You'll have more than that in labor just removing interior components to get ready for the unbolting of the deck...


----------



## Gramp34 (Oct 5, 2006)

halekai36 said:


> If the method listed above were actually easier then that's exactly how the pro's or anyone in the know would do it.


Pros don't touch old boats with rotten deck core. They chainsaw them.



> #1 Let's see.... When I dropped my keel to re-set it it still stayed glued to the boat with no keel nuts on it. 5200 is basically permanent and it took a sawzall to get it off the boat even weighing over 5000lbs and hanging free except for the 5200. So how are you going to get 73 feet of deck seam apart 34X2+5 feet of transom easily?


Older boats weren't assembled with 5200 in the hull deck joint. The boat I have used butyl tape. Do you suppose that will support the weight of the boat?



> #2 In order to even get at the hull to deck bolts you'll have to remove interior cabinetry by, at a minimum, drilling bungs. You will then will have to match the finish when you put everything back together in 50 to 100 places or bungs. Mixing a two part paint, adding in non skid and rolling on the non-skid is far easier than re-finishing interior wood to get a perfect match!


My boat has upholstered strips covering this hardware. No bungs to drill.

I've also got molded in nonskid. And good gelcoat. The sand-in-paint is going to scream repaired deck, unless I redo the whole top of the boat.



> #3 On most all quality built boats the bulkheads are glassed into the deck and hull so you'll have to grind out the bulkheads then re-glass those for the re-build.


Some do, some don't. Mine doesn't.



> #4 On may boats the chain plates will need to be removed another major job on many boats.


Mine are easily accessible.



> #5 The entire steering system and rudder on many production boats will need to be disconnected and the rudder dropped.


I need to undo the steering cable and four bolts for the pedestal. The pedestal is coming off anyway for repainting.



> #6 Scupper hoses deck drain hoses etc. will all need to be removed and re-installed.


Scupper fittings are coming out for rebedding.



> #7 Engine gauges and instrumentation penetrating the deck will need to be removed


Four screws for the engine panel.



> #8 Stem head and stern chain plates on most boats will need to be removed.


Six hex bolts.



> 9#You will still need to remove all deck hard ware so that's a break even.


Fair enough.



> #10 The labor involved, on most boats, just to R&R the rub rail and remove the deck bolts is a full two plus day job this after removing any interior obstacles.


My rub rail needs sections replaced, anyway. I've pulled the deck joint bolts on a 26' boat in about two hours. Maybe this 34 will take two days. Who knows?
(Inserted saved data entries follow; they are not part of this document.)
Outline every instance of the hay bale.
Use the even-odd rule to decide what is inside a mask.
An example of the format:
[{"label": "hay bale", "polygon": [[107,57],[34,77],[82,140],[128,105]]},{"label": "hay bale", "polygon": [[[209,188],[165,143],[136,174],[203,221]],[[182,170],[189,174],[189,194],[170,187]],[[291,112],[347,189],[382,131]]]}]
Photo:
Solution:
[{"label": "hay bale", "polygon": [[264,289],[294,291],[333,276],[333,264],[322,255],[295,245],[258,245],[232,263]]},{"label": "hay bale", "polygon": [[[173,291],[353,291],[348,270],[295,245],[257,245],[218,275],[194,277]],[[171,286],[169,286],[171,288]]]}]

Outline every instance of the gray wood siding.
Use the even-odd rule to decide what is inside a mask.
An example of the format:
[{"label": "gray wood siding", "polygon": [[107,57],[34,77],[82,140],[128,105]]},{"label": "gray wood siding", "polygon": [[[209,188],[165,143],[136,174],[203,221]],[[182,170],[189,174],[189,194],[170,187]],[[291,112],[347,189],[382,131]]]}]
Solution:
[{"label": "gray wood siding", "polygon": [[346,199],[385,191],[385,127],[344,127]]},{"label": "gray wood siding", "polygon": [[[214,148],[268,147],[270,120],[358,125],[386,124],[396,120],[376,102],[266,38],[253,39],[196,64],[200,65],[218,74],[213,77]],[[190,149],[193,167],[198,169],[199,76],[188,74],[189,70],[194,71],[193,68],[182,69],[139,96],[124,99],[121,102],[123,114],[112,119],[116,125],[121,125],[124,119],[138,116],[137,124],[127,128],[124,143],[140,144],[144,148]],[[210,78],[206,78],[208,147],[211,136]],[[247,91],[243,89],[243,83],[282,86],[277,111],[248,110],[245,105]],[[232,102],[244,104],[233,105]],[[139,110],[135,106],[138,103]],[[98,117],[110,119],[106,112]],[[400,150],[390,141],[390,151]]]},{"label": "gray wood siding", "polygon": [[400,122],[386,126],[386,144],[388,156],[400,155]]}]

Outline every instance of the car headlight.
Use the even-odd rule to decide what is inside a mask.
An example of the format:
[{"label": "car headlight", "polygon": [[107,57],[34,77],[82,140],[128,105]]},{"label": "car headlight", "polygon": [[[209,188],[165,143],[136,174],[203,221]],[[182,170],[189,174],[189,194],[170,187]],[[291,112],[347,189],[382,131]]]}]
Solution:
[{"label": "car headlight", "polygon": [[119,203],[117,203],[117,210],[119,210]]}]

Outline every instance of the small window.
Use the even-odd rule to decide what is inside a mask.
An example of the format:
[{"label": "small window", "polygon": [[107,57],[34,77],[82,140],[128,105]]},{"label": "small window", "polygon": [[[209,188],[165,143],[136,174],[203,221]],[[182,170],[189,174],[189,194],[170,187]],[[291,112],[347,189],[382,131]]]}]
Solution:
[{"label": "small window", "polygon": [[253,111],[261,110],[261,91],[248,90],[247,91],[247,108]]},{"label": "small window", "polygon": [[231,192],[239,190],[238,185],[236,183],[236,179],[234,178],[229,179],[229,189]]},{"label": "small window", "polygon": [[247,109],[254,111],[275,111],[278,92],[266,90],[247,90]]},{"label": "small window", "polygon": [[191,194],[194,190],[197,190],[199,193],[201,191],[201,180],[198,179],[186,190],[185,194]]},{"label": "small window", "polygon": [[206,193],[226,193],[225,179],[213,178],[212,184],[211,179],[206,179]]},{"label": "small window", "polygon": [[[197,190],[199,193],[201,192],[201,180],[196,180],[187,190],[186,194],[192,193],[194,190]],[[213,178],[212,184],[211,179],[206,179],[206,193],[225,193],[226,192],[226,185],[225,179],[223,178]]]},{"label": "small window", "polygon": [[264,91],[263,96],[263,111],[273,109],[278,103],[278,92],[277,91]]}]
> #11 On many boats the wiring is run through the headliner so this will need to be removed as well as the wiring.


Mine is just the wiring to different lamps. I'll disconnect at each lamp and reconnect when done.



> #12 On many production boats O'Day, Catalina, Cal, Pearson etc. the headliner is molded fiberglass that is glued to the underside of the deck, at the factory, usually with something like 5200, so how on earth are you going to remove the molded fiberglass headliner to actually get at the deck you need to cut out?


You only need to cut out where the deck is rotten. At most that's the side decks and foredeck above the v-berth. The v-berth section will be cut out at its bulkhead, so if the liner section doesn't peel off in one piece, it'll be replaced with upholstery or something. The liner at the side decks isn't very visible, either, so it gets replaced with trim of some sort.



> #13 If it's a vinyl headliner with zippers and foam underlayment like on Ericson's et.al you're going to need to completely replace it as they DO NOT usually come out in one piece or go back in that way.


Ditto. Just cut what you need to.



> If you guys don't have the skill or savvy to fill, laminate, feather, fair and paint a deck then you most likely don't have the skills necessary to remove a deck and re-install it!!


uh-huh.



> Here's the easy the repair:
> 
> 1# Locate wet areas with moisture meter and soundings. Cut the affected area's top skin off with a Dremel or air powered cut off wheel about 2.5 inches inside the non-skid this is where you'll feather it back in.
> 
> ...


I guess if you don't mind a boat with nonskid molded into the gelcoat in the cockpit, on the cabin roof and on the unrepaired sections of deck, but with obvious repaired now painted sections of deck, you could save some time this way.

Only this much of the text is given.